Aber letztlich konnten wir die Menschen doch überzeugen: Thomaner fallen nicht vom Himmel. Auch das Singen muss eingeübt werden. Und wir Menschen benötigen einen festen Glauben, um dranbleiben zu können an dem Wichtigen. Das zeigt ja die Geschichte.
Britta
Ich will noch mal auf die Frau zurückkommen. Mir fallen zwei Sachen auf:
- Sie bittet nicht für sich. Es geht nicht um sie selbst.

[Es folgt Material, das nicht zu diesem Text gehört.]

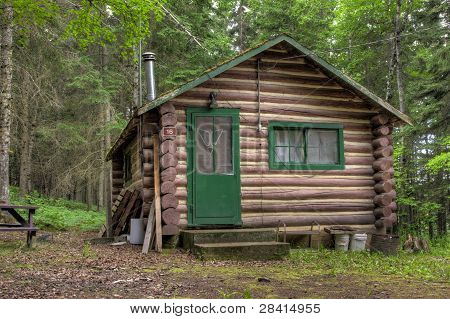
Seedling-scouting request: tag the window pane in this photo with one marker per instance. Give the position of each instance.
(296, 137)
(328, 147)
(322, 146)
(281, 137)
(223, 145)
(204, 144)
(296, 154)
(282, 154)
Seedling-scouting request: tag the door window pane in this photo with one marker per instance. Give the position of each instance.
(282, 154)
(204, 144)
(223, 145)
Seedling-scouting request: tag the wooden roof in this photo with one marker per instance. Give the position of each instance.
(326, 67)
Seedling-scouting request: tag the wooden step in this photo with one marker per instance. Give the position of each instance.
(202, 236)
(264, 250)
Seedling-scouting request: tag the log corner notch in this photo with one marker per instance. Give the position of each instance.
(168, 162)
(147, 128)
(385, 205)
(117, 177)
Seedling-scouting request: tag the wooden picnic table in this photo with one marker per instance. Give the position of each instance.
(22, 224)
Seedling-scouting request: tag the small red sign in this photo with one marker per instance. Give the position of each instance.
(169, 131)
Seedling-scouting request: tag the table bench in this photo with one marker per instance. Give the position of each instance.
(23, 225)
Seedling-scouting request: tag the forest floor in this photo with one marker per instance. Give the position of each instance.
(66, 267)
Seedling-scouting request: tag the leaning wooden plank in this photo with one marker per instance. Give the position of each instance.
(128, 210)
(120, 209)
(149, 230)
(116, 210)
(158, 231)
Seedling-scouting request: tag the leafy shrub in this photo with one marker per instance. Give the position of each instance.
(59, 213)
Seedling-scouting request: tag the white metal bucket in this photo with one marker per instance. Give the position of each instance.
(341, 242)
(137, 231)
(358, 242)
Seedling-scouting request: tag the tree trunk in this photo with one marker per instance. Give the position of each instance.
(5, 97)
(400, 84)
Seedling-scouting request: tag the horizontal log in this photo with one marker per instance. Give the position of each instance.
(147, 195)
(381, 176)
(383, 199)
(117, 174)
(383, 186)
(295, 181)
(168, 119)
(170, 230)
(148, 129)
(170, 216)
(168, 160)
(147, 142)
(169, 174)
(306, 207)
(382, 164)
(166, 108)
(307, 194)
(382, 130)
(379, 223)
(273, 221)
(392, 193)
(383, 151)
(117, 165)
(380, 142)
(168, 187)
(117, 181)
(380, 119)
(168, 146)
(274, 77)
(393, 206)
(181, 168)
(163, 137)
(147, 182)
(169, 201)
(147, 169)
(147, 155)
(380, 212)
(226, 96)
(275, 88)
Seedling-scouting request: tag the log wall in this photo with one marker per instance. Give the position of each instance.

- Und sie beschimpft Jesus nicht.
Das können wir lernen von dieser Frau. Dass wir fragen: Geht es jetzt nur um mich? Für wen engagiere ich mich eigentlich? Ich kann nicht immer vom anderen fordern, dass er macht, was ich will.
Christian
Das ist, so finde ich, in unserer jetzigen Situation einen ganz wichtigen Aspekt. Viele Leute sorgen sich derzeit völlig zurecht: Wie geht es jetzt weiter in unserem Land, in Europa, mit dem Frieden? Wo müssen wir dranbleiben bzw. auch deutlich Forderungen stellen – ungeachtet dessen, was tagespolitisch debattiert wird? Und da können wir von dieser Frau viel lernen:
- Es kann nicht nur darum gehen, dass wir es jetzt in Sachsen warm haben im Winter, so wichtig das auch ist. Es geht darum, wie wir als Gesellschaft mit unterschiedlichen Interessen solidarisch zusammenleben. „Einer trage des anderen Last …“ heißt es an anderer Stelle in der Bibel.

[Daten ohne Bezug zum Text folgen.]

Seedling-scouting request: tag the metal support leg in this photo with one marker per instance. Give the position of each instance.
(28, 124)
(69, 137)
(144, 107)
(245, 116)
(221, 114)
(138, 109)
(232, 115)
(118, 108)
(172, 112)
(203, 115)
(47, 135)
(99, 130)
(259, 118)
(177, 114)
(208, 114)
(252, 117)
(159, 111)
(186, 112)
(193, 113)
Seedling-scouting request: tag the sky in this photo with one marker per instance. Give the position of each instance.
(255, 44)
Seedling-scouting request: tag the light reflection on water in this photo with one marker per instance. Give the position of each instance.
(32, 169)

- Meine eigenen Interessen, meine persönlichen Anliegen, sind immer nur ein kleiner Ausschnitt von dem, was andere Menschen sich wünschen – und oft genug stehen sie den Wünschen anderer entgegen. Schon in einer Schulklasse ist das so. Niemand kann sagen: Ich bin die Schule oder ich bin das Volk!
Britta
Lieber Christian, was Du beschreibst, ist Demokratie. Es geht nur so, dass wir aufeinander Rücksicht nehmen. Nur so ist Heilung möglich. Sonst haben wir immer ein oben und unten. Oder ein „Die“ und ein „Wir“. Das überwindet die Frau mit ihrem Glauben.
Dranbleiben. Diese Frau zeigt es uns und sie zeit es sogar Jesus! Na, das ist doch mal wirklich eine Geschichte! Amen.